-# CSRs <a name="csrs"></a>
-
-There are a number of CSRs needed, which are used at the instruction
-decode phase to re-interpret RV opcodes (a practice that has
-precedent in the setting of MISA to enable / disable extensions).
-
-* Integer Register N is Vector of length M: r(N) -> r(N..N+M-1)
-* Integer Register N is of implicit bitwidth M (M=default,8,16,32,64)
-* Floating-point Register N is Vector of length M: r(N) -> r(N..N+M-1)
-* Floating-point Register N is of implicit bitwidth M (M=default,8,16,32,64)
-* Integer Register N is a Predication Register (note: a key-value store)
-* Vector Length CSR (VSETVL, VGETVL)
-
-Also (see Appendix, "Context Switch Example") it may turn out to be important
-to have a separate (smaller) set of CSRs for M-Mode (and S-Mode) so that
-Vectorised LOAD / STORE may be used to load and store multiple registers:
-something that is missing from the Base RV ISA.
-
-Notes:
-
-* for the purposes of LOAD / STORE, Integer Registers which are
- marked as a Vector will result in a Vector LOAD / STORE.
-* Vector Lengths are *not* the same as vsetl but are an integral part
- of vsetl.
-* Actual vector length is *multipled* by how many blocks of length
- "bitwidth" may fit into an XLEN-sized register file.
-* Predication is a key-value store due to the implicit referencing,
- as opposed to having the predicate register explicitly in the instruction.
-* Whilst the predication CSR is a key-value store it *generates* easier-to-use
- state information.
-* TODO: assess whether the same technique could be applied to the other
- Vector CSRs, particularly as pointed out in Section 17.8 (Draft RV 0.4,
- V2.3-Draft ISA Reference) it becomes possible to greatly reduce state
- needed for context-switches (empty slots need never be stored).
-
-## Predication CSR <a name="predication_csr_table"></a>
-
-The Predication CSR is a key-value store indicating whether, if a given
-destination register (integer or floating-point) is referred to in an
-instruction, it is to be predicated.

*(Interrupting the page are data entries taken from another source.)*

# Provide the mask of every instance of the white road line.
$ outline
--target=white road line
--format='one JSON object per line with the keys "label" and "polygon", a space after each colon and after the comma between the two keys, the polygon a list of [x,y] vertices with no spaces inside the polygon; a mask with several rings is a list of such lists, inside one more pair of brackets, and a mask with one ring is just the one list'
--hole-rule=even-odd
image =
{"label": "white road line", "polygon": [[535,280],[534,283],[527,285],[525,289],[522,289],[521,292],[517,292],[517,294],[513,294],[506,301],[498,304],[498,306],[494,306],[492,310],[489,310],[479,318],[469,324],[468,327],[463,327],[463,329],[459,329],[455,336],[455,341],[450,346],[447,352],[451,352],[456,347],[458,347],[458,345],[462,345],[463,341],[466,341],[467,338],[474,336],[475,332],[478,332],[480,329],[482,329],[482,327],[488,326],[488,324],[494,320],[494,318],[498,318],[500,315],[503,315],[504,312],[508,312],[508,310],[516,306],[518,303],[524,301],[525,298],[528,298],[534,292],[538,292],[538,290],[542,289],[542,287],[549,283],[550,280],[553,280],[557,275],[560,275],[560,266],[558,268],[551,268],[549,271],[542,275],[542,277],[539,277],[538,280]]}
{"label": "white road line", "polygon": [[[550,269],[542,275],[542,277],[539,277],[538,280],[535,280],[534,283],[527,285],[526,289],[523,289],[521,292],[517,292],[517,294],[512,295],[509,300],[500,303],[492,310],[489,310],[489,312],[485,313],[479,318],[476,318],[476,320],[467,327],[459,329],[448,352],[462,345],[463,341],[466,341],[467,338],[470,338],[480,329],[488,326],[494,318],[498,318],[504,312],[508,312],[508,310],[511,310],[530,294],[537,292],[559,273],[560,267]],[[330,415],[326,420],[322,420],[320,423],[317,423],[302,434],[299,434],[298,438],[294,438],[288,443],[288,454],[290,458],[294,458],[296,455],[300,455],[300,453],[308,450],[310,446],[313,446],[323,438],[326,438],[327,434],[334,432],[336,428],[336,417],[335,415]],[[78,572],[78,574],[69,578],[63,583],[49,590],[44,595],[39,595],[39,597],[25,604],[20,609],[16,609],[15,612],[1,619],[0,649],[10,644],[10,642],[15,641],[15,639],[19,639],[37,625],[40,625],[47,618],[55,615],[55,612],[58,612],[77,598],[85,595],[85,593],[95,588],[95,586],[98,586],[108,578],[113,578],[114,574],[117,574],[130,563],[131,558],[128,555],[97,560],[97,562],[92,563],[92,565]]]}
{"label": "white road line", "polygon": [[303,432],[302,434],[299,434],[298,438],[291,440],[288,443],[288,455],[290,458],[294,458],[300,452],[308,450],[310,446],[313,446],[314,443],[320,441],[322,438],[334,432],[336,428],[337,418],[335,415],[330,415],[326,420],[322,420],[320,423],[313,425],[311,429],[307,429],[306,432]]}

The first entry is whether predication
-is enabled. The second entry is whether the register index refers to a
-floating-point or an integer register. The third entry is the index
-of that register which is to be predicated (if referred to). The fourth entry
-is the integer register that is treated as a bitfield, indexable by the
-vector element index.
-
-| PrCSR | 7 | 6 | 5 | (4..0) | (4..0) |
-| ----- | - | - | - | ------- | ------- |
-| 0 | zero0 | inv0 | i/f | regidx | predidx |
-| 1 | zero1 | inv1 | i/f | regidx | predidx |
-| .. | zero.. | inv.. | i/f | regidx | predidx |
-| 15 | zero15 | inv15 | i/f | regidx | predidx |
-
-The Predication CSR Table is a key-value store, so implementation-wise
-it will be faster to turn the table around (maintain topologically
-equivalent state):
-
- struct pred {
- bool zero;
- bool inv;
- bool enabled;
- int predidx; // redirection: actual int register to use
- }
-
- struct pred fp_pred_reg[32];
- struct pred int_pred_reg[32];
-
- for (i = 0; i < 16; i++)
- tb = int_pred_reg if CSRpred[i].type == 0 else fp_pred_reg;
- idx = CSRpred[i].regidx
- tb[idx].zero = CSRpred[i].zero
- tb[idx].inv = CSRpred[i].inv
- tb[idx].predidx = CSRpred[i].predidx
- tb[idx].enabled = true
-
-So when an operation is to be predicated, it is the internal state that
-is used. In Section 6.4.2 of Hwacha's Manual (EECS-2015-262) the following
-pseudo-code for operations is given, where p is the explicit (direct)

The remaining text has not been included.